9. In truth, Isman does not even have to wait for Judge Altuvia’s request to represent the public’s position on his own initiative. This right is vested in him. And he can ask for the position of the Supervisor of Banks and the chairman of the Capital Market Authority, for example.

10. The obligation to charge a price to managers is not “revenge” on them. It is requested due to the need to establish corporate governance. Probably in the giant companies, probably in the banks that run our money. If even after the commission finds that they have violated the duty of care the executives will not be required to pay an economic price, there will be almost no effective whip left in front of them (the criminal whip should be reserved for extreme cases of actual offenses).

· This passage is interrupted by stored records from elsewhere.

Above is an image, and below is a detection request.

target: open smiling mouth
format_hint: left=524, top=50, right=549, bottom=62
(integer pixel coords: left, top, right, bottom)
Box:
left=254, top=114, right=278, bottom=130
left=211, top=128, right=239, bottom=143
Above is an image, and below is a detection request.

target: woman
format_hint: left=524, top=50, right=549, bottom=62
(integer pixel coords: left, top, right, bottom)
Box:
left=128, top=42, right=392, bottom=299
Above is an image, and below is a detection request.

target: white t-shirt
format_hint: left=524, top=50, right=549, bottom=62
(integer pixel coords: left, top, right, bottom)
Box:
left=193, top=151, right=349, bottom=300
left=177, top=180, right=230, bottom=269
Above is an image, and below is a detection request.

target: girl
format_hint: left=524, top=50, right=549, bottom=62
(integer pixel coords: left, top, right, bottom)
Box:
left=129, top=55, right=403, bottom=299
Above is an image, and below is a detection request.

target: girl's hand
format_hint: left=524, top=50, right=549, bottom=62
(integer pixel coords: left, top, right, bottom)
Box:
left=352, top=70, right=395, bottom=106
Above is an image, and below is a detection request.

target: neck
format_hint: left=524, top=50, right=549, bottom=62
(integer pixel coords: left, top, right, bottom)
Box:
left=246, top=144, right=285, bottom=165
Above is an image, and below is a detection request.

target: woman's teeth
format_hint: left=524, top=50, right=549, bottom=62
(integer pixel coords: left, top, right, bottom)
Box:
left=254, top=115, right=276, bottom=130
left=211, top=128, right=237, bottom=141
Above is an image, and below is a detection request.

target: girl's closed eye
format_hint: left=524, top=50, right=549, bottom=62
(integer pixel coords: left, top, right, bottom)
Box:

11. The arrangement at hand basically says: We, the managers, did throw away a bit, and the bank did pay capital, but the insurance will pay back some and the rest will be absorbed by the public, because the bank makes a lot of money anyway. This is a very bad message for stock market investors, who have to decide whether to invest their money in the securities of listed companies. Therefore, the chairman of the Securities Authority, Anat Guetta, can and should voice her position on the matter.

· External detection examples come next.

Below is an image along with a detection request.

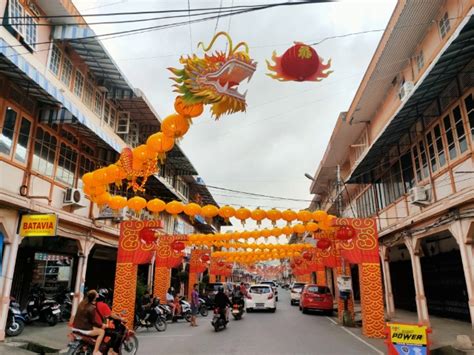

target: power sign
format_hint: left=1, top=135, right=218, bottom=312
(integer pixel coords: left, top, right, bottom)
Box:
left=386, top=323, right=430, bottom=355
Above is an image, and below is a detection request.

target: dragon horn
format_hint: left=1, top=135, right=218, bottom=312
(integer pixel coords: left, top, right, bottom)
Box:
left=198, top=31, right=233, bottom=54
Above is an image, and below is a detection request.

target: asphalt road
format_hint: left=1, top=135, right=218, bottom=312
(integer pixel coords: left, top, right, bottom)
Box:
left=134, top=288, right=384, bottom=355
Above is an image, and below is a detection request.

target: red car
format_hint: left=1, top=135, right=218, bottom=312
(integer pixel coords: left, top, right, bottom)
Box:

12. The huge gap between the serious findings and the fact that the committee avoided personal conclusions necessitates rethinking this institution called the “Independent Committee”. To date the Economic Court has warmly embraced this solution. It is possible that the Danziger report pulled the rope a little too much and revealed that this is in fact a convenient and too easy solution for the job issues. If an officer is negligent, an account should be brought with him. But if the whole purpose of setting up these committees is to align with insurance companies and find an explanation for why they have to pay, it’s a waste of time and money. It is possible to send a lawyer to negotiate with them. It will be shorter and cheaper, without the appearance of criticism.

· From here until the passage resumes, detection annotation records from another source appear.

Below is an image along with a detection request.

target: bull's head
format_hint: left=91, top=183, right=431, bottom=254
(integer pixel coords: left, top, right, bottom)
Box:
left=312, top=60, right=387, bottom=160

13. It is important to understand the depth of the problem. Dozens of pages in the Danziger report reviewed far beyond the failures of CEO Keenan and Chairman Seroussi. The report mentions, for example, Orit Lerer, who held a number of positions at Bank Hapoalim and Poalim Switzerland, as someone who violated her duty of care due to “her malfunction … in handling the conduct of Poalim Switzerland in the American investigation.” Alberto Garfunkel, CEO of Hapoalim Switzerland, is also being criticized for violating the duty of care due to his conduct towards one of Hapoalim Switzerland’s major customers. And so is Danny Koller, the bank’s chief risk officer, who did not monitor the risk that arose after the UBS affair, in which the US authorities fined the Swiss bank. And also mentioned is Adv. The risk after the UBS affair exploded.This means that the breakdowns were both at the high top and across the layers below it.

14. How can the committee actually determine that there was a breach of a duty of care that caused damage to the bank, and still determine that no price should be charged for the garden? After all, if a lifeguard in a pool deals with a cell phone while someone drowns, or a construction supervisor reads a book while the scaffolding in front of him collapses, they will be held responsible and sanctions will be imposed on them. So how come it’s not here?

15. Here comes the turn of the legal quibble, which takes into account the “good of the bank” and the arrangement with the insurers, “the” lessons learned “and the” improvement in the compliance system, “and of course the high costs involved in conducting a lawsuit.” They are usually not enjoyed. If the Danziger Commission had been courageous and loyal all along to the public interest, it would not have chosen to formulate legal terms such as “Regulation A310 for Proper Banking Procedure”, or “the language and purpose of the relevant regulation”, or “lack of proper banking practice” . And she probably should not have thrown into the excuse of fire the “passing of time,” the most annoying legal sedative words. Workers’ managers did not wait for the “passage of time,” and took the bonuses on the spot. Now, in light of the sharp conclusions of the committee appointed by the bank itself, it is time for them to return.